The above content is an amalgamation of the sources below. All of them approach the topic from a different direction. If your interest is piqued, I definitely recommend to watch the first video, as the visualizations are really nice to build an intuition, and I got most of the above storyline from there.

• A ~45 min animated intro video on geometric algebra. The rest of the videos on this channel are also quite good at explaining it further, and applying it in different settings.
• A nice ~50min intro talk by game developer Freya Holmer.
• GAlgebra, a Symbolic Geometric Algebra/Calculus package for SymPy. Also has a great (more axiomatic) introduction to the topic.
• A talk by Marc ten Bosch who wants to get rid of quaternions from 3D engines by using rotors instead.
• Imaginary numbers are not real - The Geometric Algebra of Spacetime. A paper going over the uses in a physics setting.

Bonus: Derivatives, calculus made simple

Because I can’t help myself: Some more examples on how you can now view things more simply from this perspective. What we have been doing so far was to define a few geometric basics so they work in any dimension in a logically consistent way. Now let’s see where this takes us when considering derivatives. When considering infinitesimal quantities like $dx$ or $dy$, their n-dimensional generalisation is called a differential form, and the rules for working with it are the same as the rules 1 and 2 we used in working with our geometric algebra basis (for the same reasons).
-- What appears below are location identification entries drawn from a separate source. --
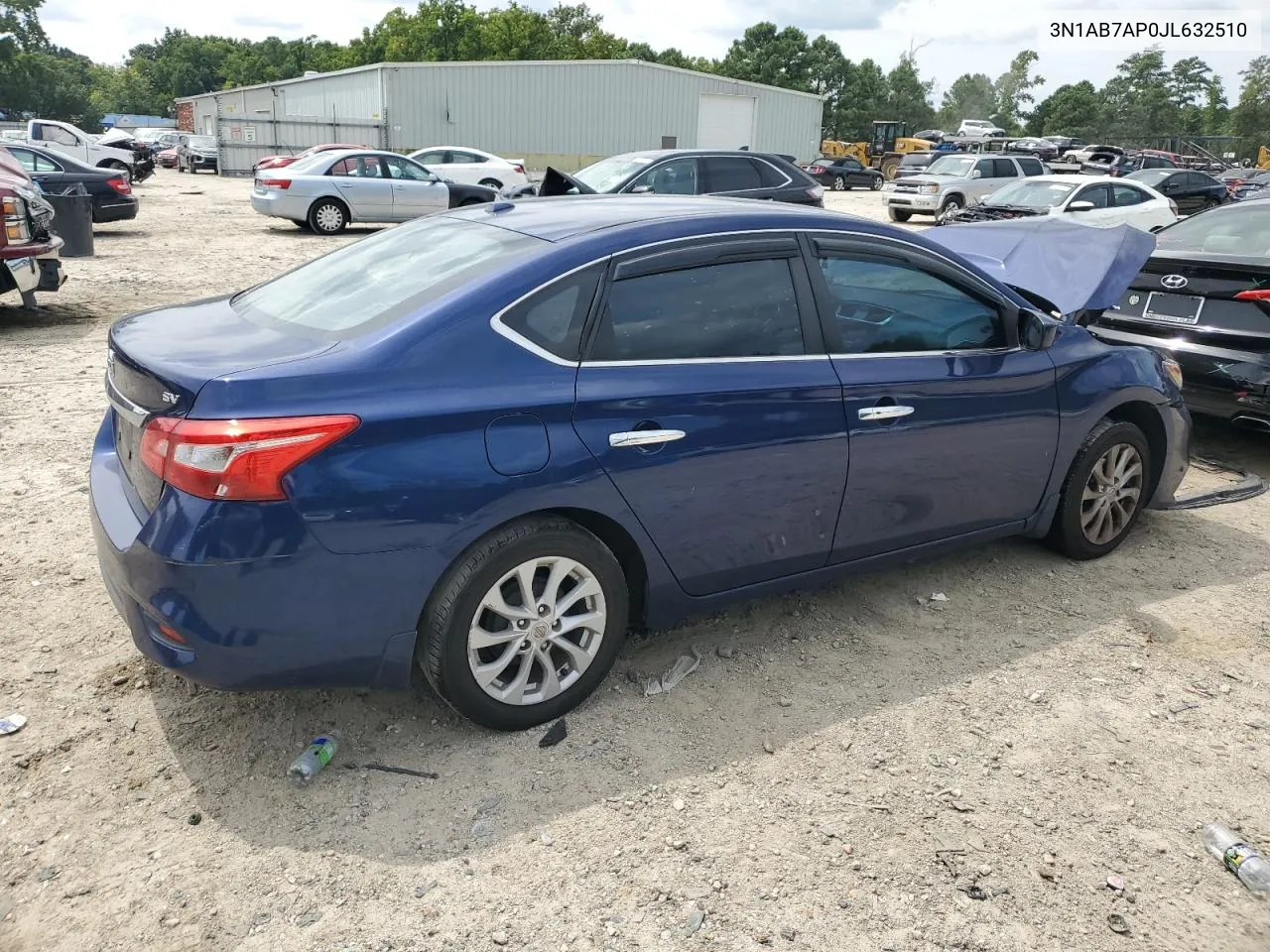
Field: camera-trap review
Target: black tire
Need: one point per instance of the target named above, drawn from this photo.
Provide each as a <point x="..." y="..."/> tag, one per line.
<point x="1067" y="534"/>
<point x="444" y="630"/>
<point x="327" y="216"/>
The exterior derivative (our generalization), for $\omega$ in a space with orthogonal basis vectors $x^{i}$ is defined as: $$ d \omega = \sum_{i=1}^{n} \frac{\partial f}{\partial x^{i}} dx^{i} dx^{I} $$ Where $dx^{I} = \prod_{i} dx^{i}$ is made by multiplying together all possible $dx^{i}$, and of course using the geometric product for multiplying differential forms. $dx^{I}$ would be like an infinitesimal oriented surface in 2D or volume in 3D.

We then have enough baggage to formulate the Generalized Stokes’ theorem: $$ \int_{\partial D} \omega = \int_{D} d \omega $$ Which says that if you integrate a function over the boundary of a region $\partial D$, it is the same as integrating the change of that function over the entire region $D$. This simple statement contains the essence of what calculus is all about, and contains as special cases:

• Fundamental theorem of calculus: For $D$ being a 1D straight line segment
• Gradient theorem: For $D$ being a 1D curve
• Green’s theorem: For $D$ being a 2D area
• Kelvin-Stokes theorem: For $D$ being a 3D volume

Now again, you didnt need geometric algebra to do this, but the fact that the differential forms work according to the same rules as multivectors makes it much simpler to see it all through the same lens, and gives you one coherent framework to do geometric operations in.